O Alentejo de Portugal é um país vasto, ingrato, e a sua gente é dura, nobre e meritoriamente orgulhosa. As planícies cobrem-se de flores na primavera, os campos vestem-se de ouro no verão e o chão despe-se no outono e no inverno. Por cima, coroa-o um céu imenso onde reina o sol. Chamo-me Almeida e num dia qualquer de abril, regressei à casa dos meus tios alentejanos, os únicos parentes vivos. Após muitos anos na capital, o meu reencontro foi o palco de contrastes violentos. Seriam verdadeiras as minhas recordações de tenra idade, questionei-me? O que permaneceu inalterado nas gentes e no espírito do lugar? O que foi corrompido pelo esquecimento ou pelo ressentimento? Suspenso entre dois mundos e duas vidas, eu procurei no meu coração a chave que abrisse, talvez, a porta da minha casa, a minha casa na aldeia. Neste meu diário de viagem, eu evoco o nosso almoço Pascoal. Era o dia do ensopado de borrego.

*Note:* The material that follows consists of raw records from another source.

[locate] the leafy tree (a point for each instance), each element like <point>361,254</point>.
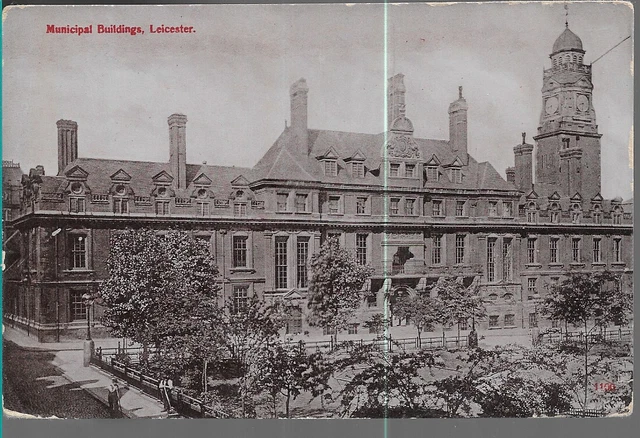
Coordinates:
<point>376,323</point>
<point>283,372</point>
<point>335,286</point>
<point>158,287</point>
<point>455,303</point>
<point>583,298</point>
<point>421,310</point>
<point>249,335</point>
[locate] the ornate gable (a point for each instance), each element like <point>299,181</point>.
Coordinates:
<point>77,173</point>
<point>202,180</point>
<point>162,178</point>
<point>120,176</point>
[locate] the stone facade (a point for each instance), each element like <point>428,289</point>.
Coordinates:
<point>415,209</point>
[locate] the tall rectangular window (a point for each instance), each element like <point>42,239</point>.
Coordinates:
<point>361,248</point>
<point>507,209</point>
<point>409,207</point>
<point>491,259</point>
<point>531,251</point>
<point>240,209</point>
<point>553,250</point>
<point>301,203</point>
<point>302,255</point>
<point>77,307</point>
<point>432,173</point>
<point>76,205</point>
<point>162,207</point>
<point>357,169</point>
<point>78,252</point>
<point>531,286</point>
<point>436,251</point>
<point>240,298</point>
<point>361,205</point>
<point>493,208</point>
<point>281,262</point>
<point>239,251</point>
<point>203,208</point>
<point>507,260</point>
<point>437,208</point>
<point>330,167</point>
<point>617,253</point>
<point>334,204</point>
<point>597,256</point>
<point>120,205</point>
<point>282,201</point>
<point>575,251</point>
<point>409,170</point>
<point>456,176</point>
<point>394,206</point>
<point>459,248</point>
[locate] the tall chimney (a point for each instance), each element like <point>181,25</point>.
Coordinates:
<point>178,149</point>
<point>395,101</point>
<point>458,127</point>
<point>524,165</point>
<point>67,143</point>
<point>298,93</point>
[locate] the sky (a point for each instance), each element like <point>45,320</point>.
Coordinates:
<point>232,76</point>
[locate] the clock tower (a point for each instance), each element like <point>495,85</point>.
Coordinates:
<point>568,142</point>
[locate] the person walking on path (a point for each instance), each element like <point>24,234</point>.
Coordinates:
<point>114,399</point>
<point>166,385</point>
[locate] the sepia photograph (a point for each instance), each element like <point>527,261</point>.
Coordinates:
<point>379,211</point>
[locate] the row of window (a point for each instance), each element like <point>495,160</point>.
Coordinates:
<point>576,250</point>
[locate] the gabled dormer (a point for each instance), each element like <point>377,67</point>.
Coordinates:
<point>432,169</point>
<point>329,162</point>
<point>356,164</point>
<point>455,171</point>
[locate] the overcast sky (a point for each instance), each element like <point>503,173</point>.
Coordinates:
<point>231,77</point>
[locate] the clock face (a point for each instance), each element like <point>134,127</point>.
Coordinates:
<point>582,103</point>
<point>551,106</point>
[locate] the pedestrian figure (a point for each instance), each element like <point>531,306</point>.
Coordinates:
<point>114,399</point>
<point>166,385</point>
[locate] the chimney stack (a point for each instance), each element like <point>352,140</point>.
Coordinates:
<point>299,128</point>
<point>524,165</point>
<point>67,143</point>
<point>395,101</point>
<point>178,149</point>
<point>458,127</point>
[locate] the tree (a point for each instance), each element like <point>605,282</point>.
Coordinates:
<point>335,286</point>
<point>250,333</point>
<point>421,310</point>
<point>159,286</point>
<point>283,372</point>
<point>455,303</point>
<point>582,298</point>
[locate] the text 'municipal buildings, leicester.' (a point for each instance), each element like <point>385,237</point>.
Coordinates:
<point>415,209</point>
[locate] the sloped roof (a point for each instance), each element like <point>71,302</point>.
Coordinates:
<point>283,162</point>
<point>100,170</point>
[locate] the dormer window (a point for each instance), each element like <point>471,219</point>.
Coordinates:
<point>357,169</point>
<point>456,175</point>
<point>409,170</point>
<point>432,173</point>
<point>330,167</point>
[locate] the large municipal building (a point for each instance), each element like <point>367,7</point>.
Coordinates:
<point>415,209</point>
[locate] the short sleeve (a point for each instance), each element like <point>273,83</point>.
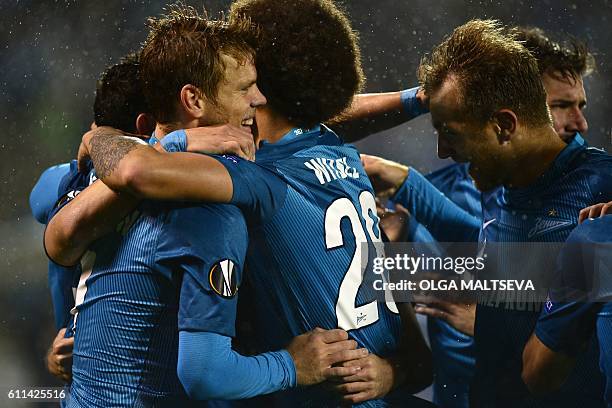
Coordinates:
<point>45,193</point>
<point>568,317</point>
<point>206,245</point>
<point>259,192</point>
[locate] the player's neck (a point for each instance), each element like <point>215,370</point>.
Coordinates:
<point>271,125</point>
<point>162,129</point>
<point>538,157</point>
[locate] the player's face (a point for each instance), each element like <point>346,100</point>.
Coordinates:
<point>566,99</point>
<point>464,140</point>
<point>237,95</point>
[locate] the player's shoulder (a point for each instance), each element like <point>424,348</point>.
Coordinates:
<point>593,230</point>
<point>45,192</point>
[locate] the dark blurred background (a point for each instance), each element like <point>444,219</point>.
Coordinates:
<point>52,52</point>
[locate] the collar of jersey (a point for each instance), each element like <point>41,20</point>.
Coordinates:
<point>559,166</point>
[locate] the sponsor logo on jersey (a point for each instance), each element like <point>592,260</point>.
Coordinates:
<point>544,225</point>
<point>327,170</point>
<point>222,278</point>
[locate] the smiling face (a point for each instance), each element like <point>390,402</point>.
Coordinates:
<point>465,140</point>
<point>566,100</point>
<point>237,95</point>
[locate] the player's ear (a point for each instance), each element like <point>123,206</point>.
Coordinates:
<point>192,101</point>
<point>505,122</point>
<point>145,124</point>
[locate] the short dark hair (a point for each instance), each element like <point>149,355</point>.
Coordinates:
<point>119,97</point>
<point>493,70</point>
<point>308,59</point>
<point>567,55</point>
<point>184,47</point>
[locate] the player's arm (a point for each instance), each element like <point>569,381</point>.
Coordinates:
<point>372,113</point>
<point>93,213</point>
<point>410,367</point>
<point>45,191</point>
<point>445,220</point>
<point>201,242</point>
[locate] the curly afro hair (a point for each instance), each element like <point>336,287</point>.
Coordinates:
<point>307,57</point>
<point>569,56</point>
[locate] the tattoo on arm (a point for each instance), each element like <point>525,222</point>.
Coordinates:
<point>107,149</point>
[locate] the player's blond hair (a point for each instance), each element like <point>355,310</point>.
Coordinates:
<point>493,69</point>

Recebi, muito agradecido e comovido, a minha porção de ensopado de borrego. Adivinhava-se a alvura do prato de sopa por debaixo do molho que humedecia a meia fatia de pão rústico, na qual repousava um osso de borrego com um naco de carne, ladeado por duas batatas, lascas de cenoura e uma folha de louro. O borrego era magro. Seria aquela a obra da avareza dos meus orgulhosos anfitriões, poupados no manjar generosamente presenteado, mas magro, ou a prova consumada da virtude da sua santa frugalidade? Comemos em silêncio, com devoção; a refeição era uma oração. Ao redor de mim, vi mãos calejadas que manuseavam, destramente e sem elegância, a broa e a colher. Os rostos sulcados por rugas profundas revelavam a história das suas vidas, gravadas no pergaminho da pele. Ali ao lado, o tacho ficou vazio, a secar. Acabou-se o vinho. Nem uma gota nos copos. Compreendi então que a sua singela frugalidade não era a avareza ostensiva nem uma penitência sem sentido, sentida. Era tão somente o fruto de uma sapiência visceral e anciã, a erudição sem conhecimento do valor de cada migalha que as mãos levavam à boca, às suas e às das crianças. Sábios, eles entendiam-no bem melhor do que nós, que o desperdício ronda a abundância, que a gula corrompe a prudência de quem poupa e resguarda os bens e os alimentos para os tempos vindouros, que bem podem ser de fartura ou de fome. Veio o café. Âmbar cor de carvão, brumas de bruxas, um remoinho de espuma na caneca e o sabor forte na boca. Umas broas, uma garrafa de licor com o vidro baço. A poção que eu bebi deslizou pela minha garganta e acendeu uma chama no meu estômago. Senti os olhos pesados, era o corpo a pedir-me ternura. Sentados ao redor do pátio, à sombra de laranjeiras centenárias talvez, com os seus troncos e ramos a lembrar oliveiras milenares, as ramadas pesadas de laranjas ali mesmo ao alcance das mãos, se os braços não tivessem sucumbido ao feitiço de torpor que a tarde nos lançou. Dormitei. Nos meus sonhos rápidos, eu corria pela margem de uma ribeira de águas cristalinas e profundas. No meu sonho, eu despi-me e lancei-me à água. Estremeci e acordei estremunhado. Era a hora do crepúsculo. O céu em chamas. Estava sozinho. Quanto tempo teria estado adormecido? Onde estavam todas as pessoas?
Regressei a Lisboa na manhã seguinte. A Carreira partiu cedo, ainda a noite dormitava nas sombras dos vales profundos onde corria a ribeira com que eu sonhara. Afinal era verdade. Eu mergulhara mesmo nas suas águas, fazia tanto tempo! Levei abraços, uma merenda e, quando a curva da estrada ocultou os telhados do casario, eu senti como que se me arrancassem a pele. Eu partia nu, em carne viva. Havia de retornar e ficar. Bem-aventurado o homem que reencontrou o seu lar.